1 - Serviço de Imunoalergologia, Hospital de Dona Estefânia, Centro Hospitalar de Lisboa Central, EPE, Rua Jacinta Marto, 1169-045, Lisbon, Portugal
2 - CEDOC, Respiratory Research Group, Nova Medical School, Campo dos Mártires da Pátria, 130, 1169-056, Lisbon, Portugal
Reunião internacional - DHM 2016 -7th Drug Hypersensitivity Meeting. Publicação sob forma de poster
BACKGROUND: β-lactam antibiotics are among the most commonly prescribed drugs worldwide and β-lactam allergy is the most common cause of adverse drug reaction mediated by immunological mechanisms. Nonimmediate reactions, specially maculopapular and urticarial exanthems, are common in adults. In children however, such reactions, that actually represent allergic phenomena, are seen less frequently since infectious agents are usually responsible.

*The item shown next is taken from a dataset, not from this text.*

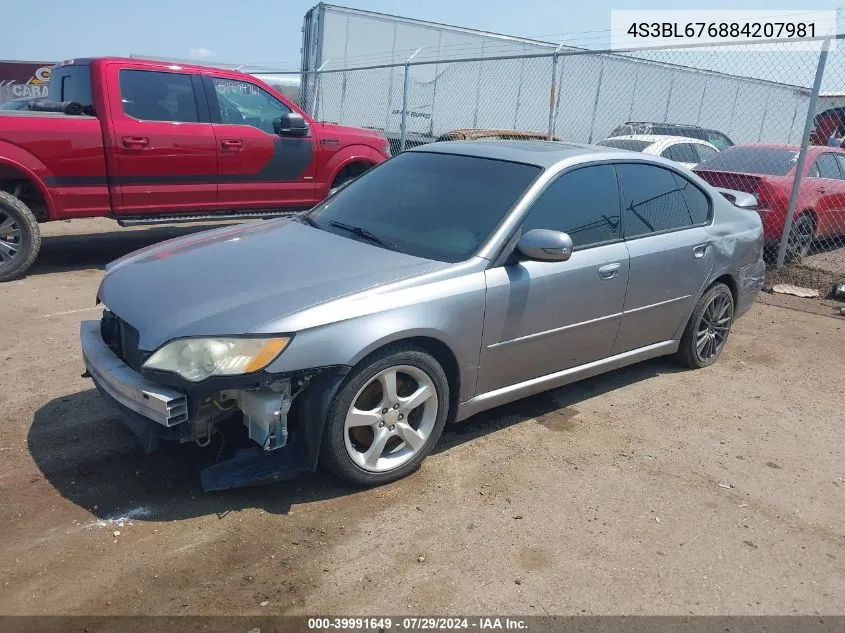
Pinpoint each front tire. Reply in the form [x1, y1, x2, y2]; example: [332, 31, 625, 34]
[320, 346, 449, 486]
[0, 191, 41, 282]
[677, 283, 734, 369]
[786, 214, 816, 263]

CASE REPORT: A 2,5 year old girl, with no relevant past medical history, was referred to our outpatient clinic for suspected drug allergy to β-lactams. The patient had been admitted to the hospital for acute mastoiditis. Upon admission, amoxicillin-clavulanic acid (Ax/C), which she had been taking for 4 days, was discontinued due to vomiting and she was started on triple IV antibiotherapy with ceftriaxone, vancomycin and metronidazole. On the 15th day of treatment, physical examination revealed a diffuse pruriginous maculopapular rash and fever, without palpable adenopathies. C-reactive protein was increased, oeosinophil count was within normal range values and serologies for EBV and CMV were negative. An allergic reaction to ceftriaxone was suspected and the drug was discontinued by the 23rd day of treatment. Due to persistence of symptoms, the remaining 2 antibiotics were also discontinued 3 days later. Skin biopsy was suggestive of erythema multiforme and a course of systemic corticotherapy was started with resolution of symptoms. Skin prick tests and Intradermic tests (IDT) with Ax/C, penicillin, cefuroxime and ceftriaxone were performed, using the maximal non-irritant dose, all of which were negative on immediate reading. 48 hours later, both the prick and IDT were positive for Ax/C as well as the IDT for ceftriaxone.
DISCUSSION: Most reported drug allergies in children with nonimmediate reactions are not confirmed, due to the fact that most are caused by infections. Nonetheless, such reactions can occur even in young children, and in our case, one of the culprit agent was confirmed by a positive skin prick test on delayed reading. Hence, skin prick tests and IDT with delayed readings might be useful in the evaluation of these reactions.